Problem of the Month
Problem 2: November 2023

This month’s problem is based on the following general question: If you draw a "loop" in the Cartesian plane, is it always possible to find four points on that loop that are the vertices of a square? For example, the diagram below has a loop (the solid line) and a square drawn (the dashed line) with its four vertices on the loop.

Although it is a bit informal, it should be sufficient to think of a "loop" as a curve that you could draw by starting your pencil somewhere on a page and moving the pencil around the page eventually ending up where it started. Such a loop could be "smooth" (like a circle), "jagged" (like a polygon), or some combination of the two.

1. In each of parts (i) through (v), find four points on the loop that are the vertices of a square.
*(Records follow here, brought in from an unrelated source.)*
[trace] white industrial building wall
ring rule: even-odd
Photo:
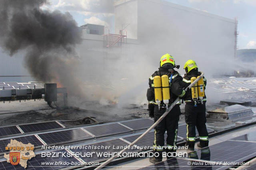
[[[3,76],[30,75],[24,67],[24,57],[19,53],[10,57],[0,52],[0,75]]]
[[[134,13],[131,16],[117,10],[132,9],[132,4]],[[201,70],[210,73],[226,67],[234,57],[234,20],[162,0],[132,0],[119,4],[115,9],[118,18],[115,20],[116,29],[120,22],[129,21],[137,14],[137,25],[127,28],[128,38],[133,30],[137,30],[138,42],[144,45],[142,49],[150,63],[158,65],[160,57],[168,53],[178,64],[183,65],[193,59]]]
[[[115,32],[119,34],[119,31],[124,26],[128,24],[125,28],[128,38],[137,38],[137,4],[136,0],[128,0],[125,5],[116,6],[115,8]],[[128,16],[128,17],[127,17]]]
[[[0,82],[34,81],[24,65],[24,58],[22,53],[10,57],[0,50]]]

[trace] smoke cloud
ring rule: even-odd
[[[25,50],[26,66],[36,80],[72,87],[81,41],[77,24],[68,12],[40,10],[46,0],[1,0],[0,45],[10,56]],[[79,87],[69,88],[78,94]]]

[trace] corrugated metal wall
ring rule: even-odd
[[[30,75],[25,67],[24,55],[19,53],[12,57],[0,51],[0,75]]]
[[[33,81],[26,68],[23,53],[19,52],[10,57],[0,50],[0,81]]]

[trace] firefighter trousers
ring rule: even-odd
[[[158,106],[155,105],[154,110],[155,122],[159,119],[165,111],[165,109],[163,110],[159,110]],[[155,127],[153,144],[155,150],[162,151],[163,149],[161,146],[164,146],[164,133],[166,131],[167,131],[167,148],[169,150],[175,151],[175,149],[174,149],[173,147],[176,145],[178,123],[180,114],[180,105],[176,105],[166,117]]]
[[[208,132],[205,123],[205,103],[195,107],[193,104],[186,104],[185,106],[185,121],[187,124],[187,139],[188,142],[194,143],[196,140],[196,127],[199,134],[200,144],[203,146],[208,145]]]

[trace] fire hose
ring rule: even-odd
[[[200,79],[202,78],[204,75],[204,73],[202,72],[200,76],[198,77],[198,78],[196,79],[196,80],[195,80],[188,87],[187,87],[186,89],[185,90],[185,91],[187,91],[188,89],[190,89],[191,87],[192,87],[192,86],[194,86]],[[176,105],[176,103],[177,103],[179,100],[180,100],[180,98],[179,97],[178,97],[176,99],[176,100],[175,100],[172,103],[172,104],[171,105],[171,106],[168,108],[168,109],[166,110],[165,112],[164,113],[163,115],[162,115],[161,116],[161,117],[160,117],[159,119],[156,122],[155,122],[155,123],[154,124],[152,125],[152,126],[151,126],[149,128],[148,128],[148,130],[146,130],[146,132],[143,133],[143,134],[140,135],[140,137],[138,138],[135,140],[134,140],[132,143],[131,143],[129,145],[128,145],[128,147],[123,149],[122,150],[119,152],[118,152],[118,154],[115,155],[113,157],[111,157],[109,159],[108,159],[108,160],[107,160],[106,161],[105,161],[103,163],[102,163],[99,166],[98,166],[96,168],[95,168],[95,170],[97,170],[101,169],[102,168],[103,168],[104,166],[105,166],[106,165],[108,164],[108,163],[110,163],[115,158],[116,158],[118,157],[118,155],[122,154],[127,149],[127,148],[129,148],[130,147],[133,146],[135,143],[136,143],[136,142],[137,142],[139,141],[140,139],[143,138],[146,134],[148,133],[151,130],[152,130],[152,129],[153,129],[154,128],[156,127],[156,125],[158,125],[158,123],[160,123],[160,122],[161,122],[161,121],[162,120],[163,120],[163,119],[164,119],[164,117],[167,115],[167,114],[169,113],[169,112],[170,112],[170,111],[172,109],[172,108],[175,106],[175,105]]]

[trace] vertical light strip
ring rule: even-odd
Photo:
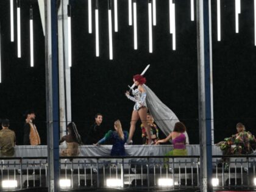
[[[88,0],[88,28],[89,34],[92,32],[91,23],[91,0]]]
[[[239,32],[239,17],[238,14],[241,13],[241,0],[235,0],[235,32]]]
[[[217,0],[217,31],[218,41],[221,41],[221,0]]]
[[[157,25],[157,0],[152,1],[152,6],[153,6],[153,26],[155,26]]]
[[[194,21],[194,0],[190,0],[190,9],[191,9],[191,21]]]
[[[256,0],[254,0],[254,44],[256,46]]]
[[[136,0],[133,0],[133,41],[134,49],[138,49],[137,44],[137,8]]]
[[[33,9],[30,9],[30,66],[34,66]]]
[[[115,0],[114,12],[115,12],[115,32],[118,32],[118,15],[117,0]]]
[[[149,1],[148,3],[148,9],[149,9],[149,52],[152,53],[153,52],[153,45],[152,45],[152,4]]]
[[[132,25],[132,0],[128,0],[128,12],[129,12],[129,25]]]
[[[98,1],[98,0],[97,0]],[[95,35],[96,35],[96,55],[99,56],[99,9],[98,6],[95,9]]]
[[[20,1],[17,1],[17,49],[18,57],[21,57],[21,9]]]
[[[14,24],[13,24],[13,0],[10,0],[10,37],[11,41],[14,41]]]
[[[68,5],[68,66],[72,66],[72,50],[71,50],[71,6]]]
   1. the circle with equation $x^2+y^2=1$

   2. the ellipse with equation ${\displaystyle \frac{x^2}{a^2}}+{\displaystyle \frac{y^2}{b^2}}=1$ where $a$ and $b$ are fixed positive real numbers

   3. the polygon with vertices $(1,0)$, $(\frac{1}{2},\frac{\sqrt{3}}{2})$, $(-\frac{1}{2},\frac{\sqrt{3}}{2})$, $(-1,0)$, $(-\frac{1}{2},-\frac{\sqrt{3}}{2})$, and $(\frac{1}{2},-\frac{\sqrt{3}}{2})$

   4. the boundary of the region enclosed by the parabola with equation $y=-{\displaystyle \frac{1}{2}}{x}^2+{\displaystyle \frac{1}{6}}x+{\displaystyle \frac{16}{9}}$ and the line with equation $y=x$

   5. the boundary of the region enclosed by the parabolas with equations $y=x^2+{\displaystyle \frac{2}{3}}x-{\displaystyle \frac{4}{3}}$ and $y=-x^2+{\displaystyle \frac{2}{3}}x+{\displaystyle \frac{4}{3}}$

2. Show that for every acute triangle there are exactly three squares whose vertices all lie on the perimeter of the triangle.